天上的日升月落已经不知轮回了多少次,后院的人参果树又结出了一批新芽,随后又慢慢凋零。
转眼间,三千年的岁月便在这论道声中悄然流逝。
这三千年来,叶长青一直安静地坐在蒲团上旁听。
他偶尔也会在镇元子或者红云陷入沉思、无法理解三清话语中的深意时,用他那种带着现代逻辑的直白比喻,稍微点拨两句。
往往就是这两句简单的比喻,便能让两位大能茅塞顿开。
这也让镇元子对叶长青的评价再次拔高了一个层次,心中甚至生出了一种“此子日后成就必不可限量”的感慨。
当三千年的论道接近尾声时。
话题,自然而然地从枯燥的修炼法门,转移到了如今洪荒大地的局势上。
“哎。”
红云老祖端起一杯茶,重重地叹了一口气。
那张向来和善的脸上,罕见地露出了一丝愁容和不忍。
“这三千年来,我们虽然在这五庄观内清修。但我那红云阵法,却能感知到洪荒大地上那冲天的血煞之气。”
红云老祖痛心疾首地说道
“巫妖两族,为了争夺那一点地盘和气运,终日厮杀。无数底层生灵遭受池鱼之殃,流离失所,身死道消。这般造孽,何时是个头啊。”
镇元子也是眉头紧锁。
“大劫初起,这因果绞杀只会越来越惨烈。我等地仙,只能紧闭山门,护持一方水土罢了。”
红云老祖却摇了摇头,眼中闪烁着一种近乎执拗的光芒。
“镇元老友,我们既然修成了大罗金仙,有了这般神通,总不能眼睁睁看着洪荒生灵涂炭吧?”

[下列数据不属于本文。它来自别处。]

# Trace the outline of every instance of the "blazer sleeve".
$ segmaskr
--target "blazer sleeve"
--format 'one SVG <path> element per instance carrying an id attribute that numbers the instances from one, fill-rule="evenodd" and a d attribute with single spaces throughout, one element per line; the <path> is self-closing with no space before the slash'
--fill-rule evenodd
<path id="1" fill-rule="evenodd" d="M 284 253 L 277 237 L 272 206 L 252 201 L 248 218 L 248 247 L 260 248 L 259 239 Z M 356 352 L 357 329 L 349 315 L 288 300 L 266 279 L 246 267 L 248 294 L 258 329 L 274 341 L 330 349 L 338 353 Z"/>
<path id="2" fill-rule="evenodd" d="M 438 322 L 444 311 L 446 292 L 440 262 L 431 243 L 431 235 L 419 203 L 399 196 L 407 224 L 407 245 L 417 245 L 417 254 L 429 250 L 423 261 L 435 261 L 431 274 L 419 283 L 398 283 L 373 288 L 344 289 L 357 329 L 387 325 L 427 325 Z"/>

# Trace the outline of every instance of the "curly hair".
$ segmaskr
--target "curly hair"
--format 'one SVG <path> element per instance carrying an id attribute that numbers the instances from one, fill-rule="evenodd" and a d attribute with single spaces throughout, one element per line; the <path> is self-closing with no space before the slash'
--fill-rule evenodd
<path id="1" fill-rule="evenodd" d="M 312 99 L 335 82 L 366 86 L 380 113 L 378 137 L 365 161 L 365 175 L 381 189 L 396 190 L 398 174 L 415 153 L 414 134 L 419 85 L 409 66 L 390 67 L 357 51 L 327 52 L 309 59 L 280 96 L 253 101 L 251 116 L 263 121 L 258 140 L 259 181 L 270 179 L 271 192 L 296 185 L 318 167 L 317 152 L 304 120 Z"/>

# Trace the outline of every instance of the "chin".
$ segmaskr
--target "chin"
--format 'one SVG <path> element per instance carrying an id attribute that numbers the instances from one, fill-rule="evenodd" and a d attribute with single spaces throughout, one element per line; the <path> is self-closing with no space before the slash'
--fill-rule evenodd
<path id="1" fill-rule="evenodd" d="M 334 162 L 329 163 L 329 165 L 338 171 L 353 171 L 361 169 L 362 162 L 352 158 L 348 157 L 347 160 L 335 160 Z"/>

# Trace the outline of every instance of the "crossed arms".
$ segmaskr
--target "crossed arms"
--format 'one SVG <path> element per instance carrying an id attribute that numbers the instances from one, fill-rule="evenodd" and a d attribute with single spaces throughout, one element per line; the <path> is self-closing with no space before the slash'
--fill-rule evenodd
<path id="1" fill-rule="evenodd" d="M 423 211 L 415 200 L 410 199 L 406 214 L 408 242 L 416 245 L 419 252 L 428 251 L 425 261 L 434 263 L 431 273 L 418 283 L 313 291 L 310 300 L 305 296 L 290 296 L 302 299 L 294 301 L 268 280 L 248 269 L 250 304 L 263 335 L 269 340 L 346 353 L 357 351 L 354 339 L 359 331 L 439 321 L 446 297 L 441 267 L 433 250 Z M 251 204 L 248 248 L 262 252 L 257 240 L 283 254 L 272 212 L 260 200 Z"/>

“等过些时日,我打算亲自去一趟天庭,再去一趟盘古神殿。凭着我这张老脸,去劝劝帝俊太一和那些祖巫。”
“大家都是紫霄宫听道的同门,有什么事情不能坐下来谈呢?非要弄得你死我活。”
听到红云老祖这番天真到了极点的话。
正在喝茶的通天教主险些一口茶水喷出来。
元始天尊则是直接冷哼了一声,看红云的眼神就像是在看一个傻子。
“红云道友,你若是活腻了,大可直接去混沌里找个神雷撞死,何必去跑这一趟?”
通天教主毫不客气地讥讽道。
“你以为那帝俊和十二祖巫是什么善男信女?大劫当头,气运之争,那就是不死不休的局面。”
“你一个散仙跑去劝架,信不信他们转头就联手先把你这个碍事的家伙给生吞活剥了?”
红云老祖被通天教主怼得老脸一红,但嘴里还在坚持。
“通天道兄,话不能这么说。人心都是肉长的,只要我晓之以理,动之以情……”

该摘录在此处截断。